Une autre approche, socioculturelle, s'attarde sur le rôle des jeux (ou des jouets offerts aux enfants) dans la division sexuelle de la société. Elle rappelle que les jouets sont souvent conçus pour les garçons ou pour les filles en rapport avec les rôles sociaux qu'on attend d'eux. Les jeux font ainsi partie de ces « exercices structuraux » décrits par Pierre Bourdieu, qui permettent la transmission des schèmes fondamentaux de la société, telle l'opposition féminin-masculin. En consolidant l'identité et les différences sexuelles des enfants, les jeux favoriseraient l'acceptation par les pairs et l'intégration à la société.
Sous l'oeil des chercheurs en socioéconomie, le jeu apparaît enfin comme le reflet des valeurs, des idéaux et des règles des sociétés contemporaines. Le « style de vie » dominant de nos sociétés de consommation - acheter et vendre - y serait mis en scène et valorisé dans une sorte d'initiation à l'économie marchande.

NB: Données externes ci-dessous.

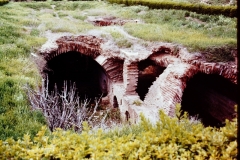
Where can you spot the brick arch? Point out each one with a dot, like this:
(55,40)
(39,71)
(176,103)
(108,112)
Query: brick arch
(87,45)
(226,70)
(113,67)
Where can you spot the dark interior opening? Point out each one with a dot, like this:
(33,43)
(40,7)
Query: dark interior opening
(211,97)
(115,103)
(72,67)
(148,71)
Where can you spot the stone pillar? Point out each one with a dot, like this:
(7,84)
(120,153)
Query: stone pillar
(130,77)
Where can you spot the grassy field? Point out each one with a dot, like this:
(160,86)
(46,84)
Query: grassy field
(23,27)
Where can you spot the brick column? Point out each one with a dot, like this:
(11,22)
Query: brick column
(130,77)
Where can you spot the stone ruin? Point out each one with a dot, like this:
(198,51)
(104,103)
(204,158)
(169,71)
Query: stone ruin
(143,81)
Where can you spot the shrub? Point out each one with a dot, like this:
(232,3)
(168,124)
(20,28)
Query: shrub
(169,138)
(3,2)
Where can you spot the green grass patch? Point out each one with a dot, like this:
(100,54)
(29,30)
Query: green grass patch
(22,29)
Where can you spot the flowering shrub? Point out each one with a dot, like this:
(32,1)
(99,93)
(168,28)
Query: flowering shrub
(169,138)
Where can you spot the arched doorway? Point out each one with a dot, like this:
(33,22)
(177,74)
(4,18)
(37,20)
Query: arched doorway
(211,97)
(73,67)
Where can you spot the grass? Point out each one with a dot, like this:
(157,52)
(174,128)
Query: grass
(22,29)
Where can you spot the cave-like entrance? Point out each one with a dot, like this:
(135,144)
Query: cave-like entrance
(148,71)
(73,67)
(211,97)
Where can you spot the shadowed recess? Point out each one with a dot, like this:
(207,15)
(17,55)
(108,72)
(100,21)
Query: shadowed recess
(89,77)
(148,71)
(211,97)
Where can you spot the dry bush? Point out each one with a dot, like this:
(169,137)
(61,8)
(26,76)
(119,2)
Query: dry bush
(65,110)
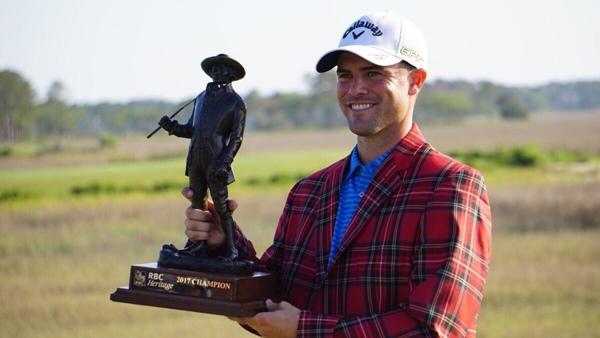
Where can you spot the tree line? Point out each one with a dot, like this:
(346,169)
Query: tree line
(440,101)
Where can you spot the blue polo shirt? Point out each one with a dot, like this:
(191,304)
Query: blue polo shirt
(355,184)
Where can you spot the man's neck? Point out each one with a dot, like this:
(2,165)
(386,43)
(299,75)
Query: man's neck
(371,147)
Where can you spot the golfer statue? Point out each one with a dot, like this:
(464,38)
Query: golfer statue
(215,129)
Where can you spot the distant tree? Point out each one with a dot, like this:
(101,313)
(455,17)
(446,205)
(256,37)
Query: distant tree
(511,107)
(16,104)
(55,117)
(324,110)
(442,106)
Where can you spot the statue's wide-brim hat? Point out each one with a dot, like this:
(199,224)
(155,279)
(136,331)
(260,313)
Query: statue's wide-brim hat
(223,59)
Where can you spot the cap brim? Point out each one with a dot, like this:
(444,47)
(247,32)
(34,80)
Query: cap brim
(371,54)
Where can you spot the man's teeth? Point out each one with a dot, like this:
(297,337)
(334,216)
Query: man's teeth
(361,106)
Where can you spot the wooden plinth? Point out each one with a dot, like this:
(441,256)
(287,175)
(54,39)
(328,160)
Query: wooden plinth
(228,295)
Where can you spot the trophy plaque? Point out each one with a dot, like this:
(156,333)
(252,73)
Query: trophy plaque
(220,294)
(196,278)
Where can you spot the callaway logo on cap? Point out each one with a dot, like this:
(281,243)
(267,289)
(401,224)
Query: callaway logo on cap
(382,38)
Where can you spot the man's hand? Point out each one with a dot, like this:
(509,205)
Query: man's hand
(280,321)
(204,224)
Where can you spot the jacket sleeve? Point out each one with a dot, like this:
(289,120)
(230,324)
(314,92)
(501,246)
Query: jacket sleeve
(450,265)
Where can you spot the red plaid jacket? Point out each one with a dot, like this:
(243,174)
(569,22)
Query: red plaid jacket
(413,261)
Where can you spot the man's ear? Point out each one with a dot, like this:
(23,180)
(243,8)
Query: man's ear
(417,80)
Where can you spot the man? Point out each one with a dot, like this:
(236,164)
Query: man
(216,128)
(395,239)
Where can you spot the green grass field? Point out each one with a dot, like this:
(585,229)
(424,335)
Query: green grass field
(62,254)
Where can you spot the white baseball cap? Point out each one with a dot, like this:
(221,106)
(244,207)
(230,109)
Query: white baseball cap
(382,38)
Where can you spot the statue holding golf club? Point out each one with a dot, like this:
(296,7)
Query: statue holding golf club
(215,129)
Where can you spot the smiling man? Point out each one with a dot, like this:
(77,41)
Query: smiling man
(393,240)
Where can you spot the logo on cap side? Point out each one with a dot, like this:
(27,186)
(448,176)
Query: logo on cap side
(363,24)
(411,53)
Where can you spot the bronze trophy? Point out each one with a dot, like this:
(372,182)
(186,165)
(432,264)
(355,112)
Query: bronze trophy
(196,278)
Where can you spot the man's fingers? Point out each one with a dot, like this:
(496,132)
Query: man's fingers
(187,193)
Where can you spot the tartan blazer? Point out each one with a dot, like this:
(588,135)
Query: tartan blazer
(413,261)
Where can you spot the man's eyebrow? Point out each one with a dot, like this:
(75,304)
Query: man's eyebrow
(362,69)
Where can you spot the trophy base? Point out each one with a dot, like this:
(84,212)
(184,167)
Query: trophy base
(219,294)
(185,303)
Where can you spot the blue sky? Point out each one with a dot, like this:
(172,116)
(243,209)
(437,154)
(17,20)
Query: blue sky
(109,50)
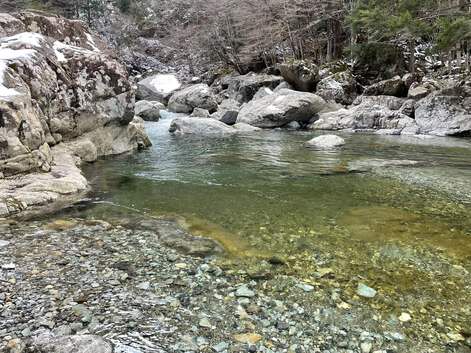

Mais « au-delà du fonds de la culture, socialement partagé par tous », qu'y a-t-il ? L'étude de L. Gaussot sur les préadolescents vient rappeler que les formes et les contenus du jeu diffèrent d'un enfant à l'autre, selon son milieu, son âge et son sexe. Si les jeux de société font l'objet de quelques nuances sociales de goût (les petits chevaux auraient la faveur des enfants d'ouvriers, le Risk celle des enfants de cadres), c'est, dit-il, entre sexes et au niveau des jouets que s'observent les plus grandes différences. Les stéréotypes ont faibli, mais le jouet reste soumis aux distinctions de genres ; en d'autres termes, les garçons gardent l'apanage des petites voitures, et les filles de la poupée. Jeux et jouets se différencient aussi selon les âges. L. Gaussot montre comment les préadolescents, impatients de gagner le monde des « grands », renient le « joujou », attribué à l'enfance, pour de nouvelles pratiques et technologies comme les jeux vidéo. Le chercheur en conclut que c'est surtout dans l'univers des jouets, où s'expérimente le « je », que l'enfant façonne son identité. Tandis que les jeux collectifs, où s'expérimente le « nous », faciliteraient l'intégration au monde des adultes.
L'enfant s'essaie sans danger à ces représentations miniatures de la société et de ses rôles que sont les activités ludiques. Les sociologues y trouvent en retour un reflet éclairant du monde contemporain. S'il fallait en faire le dessin, le jeu pourrait être un chemin semé d'obstacles, reliant, à double sens, le monde des enfants à celui des adultes.